Przede wszystkim - twarz polską i niemiecką; największe poruszenie wzbudził bezprecedensowy pomysł "zapakowania" publiczności do trzech autokarów i przewiezienia jej do Berlina, do Schaubühne, Volksbüehne am Prater i Volksbühne am Rosa-Luxemburg Platz, by obejrzeć spektakle "wielkich nazwisk" niemieckiego teatru - odpowiednio Thomasa Ostermeiera, Rene Pollescha i Franka Castorfa (ostatni - poza konkursem). W konkursie zaprezentowało się również dziesięć teatrów z Polski. Program wyjątkowo dobitnie świadczył o względności i umowności wszelkiego rodzaju konkursów, nagród, decyzji każdego, nawet najbardziej doświadczonego i godnego szacunku jury. Jak bowiem porównywać i wartościować tak zróżnicowane spektakle? Prawie wszystkie produkcje stały na wysokim poziomie, przynależąc jednak do zupełnie różnych teatralnych języków i tradycji. Jak porównywać Teatr Polonia z Teatrem Pieśń Kozła? Pollescha z Wierszalinem?

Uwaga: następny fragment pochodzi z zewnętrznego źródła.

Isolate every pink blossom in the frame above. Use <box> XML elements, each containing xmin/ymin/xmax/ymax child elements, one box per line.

To, co zapewne utrudniło pracę jury, uczyniło Kontrapunkt 2007 wyjątkowo interesującą propozycją dla publiczności. Zestawienie bardzo różnych spektakli może przynosić ciekawe rezultaty. Co bowiem łączy spektakl wspomnianego Wierszalina "Bóg Niżyński", "Lacrimosa" Teatru Pieśń Kozła i "operę praską" "Paw Królowej" Teatru Wytwórnia? Wszystkie spektakle są niejako "z ducha muzyki". Świetny spektakl o rosyjskim tancerzu czerpie pełnymi garściami z autentycznych, do dziś stosowanych melodii prawosławnych śpiewów liturgicznych, grając zarazem z legendarnymi baletowymi choreografiami. "Lacrimosa" wychodzi od mozartowskiego Requiem i łączy je z greckim rytuałem stąpania po rozżarzonych węglach. O obu tych spektaklach w "Scenie" pisano już niejednokrotnie.
 
"Paw Królowej. Opera praska" w reżyserii Jacka Papisa wydobywa muzykę z tekstu powieści Doroty Masłowskiej, rozpisując ją dowcipnie i brawurowo na sceniczne numery. Melodie i aranżacje Hanny Kayser nawiązują do stylów atakujących nas z anten większości komercyjnych stacji radiowych pojawiają się również - a jakże - elementy bliskie operowym ariom. "Operowa" jest też struktura spektaklu, mamy tu arie solowe, duety, intermedia - te ostatnie niekiedy "multimedialne", kiedy oglądamy na ekranie warszawską Pragę - "te za mostem slumsy", albo samą autorkę powieści-libretta (występującą zresztą epizodycznie w tekście). "Praski singspiel" splata ze sobą wątki - nie bójmy się tego słowa - typowo plebejskie oraz przenikające się z nimi sceny z życia tzw. wyższych sfer, idoli masowego społeczeństwa medialnego. Tak tekst, jak i spektakl, to gra z wyobraźnią tego społeczeństwa, wyrażającą się w jego języku. W grze tej świetnie odnaleźli się aktorzy.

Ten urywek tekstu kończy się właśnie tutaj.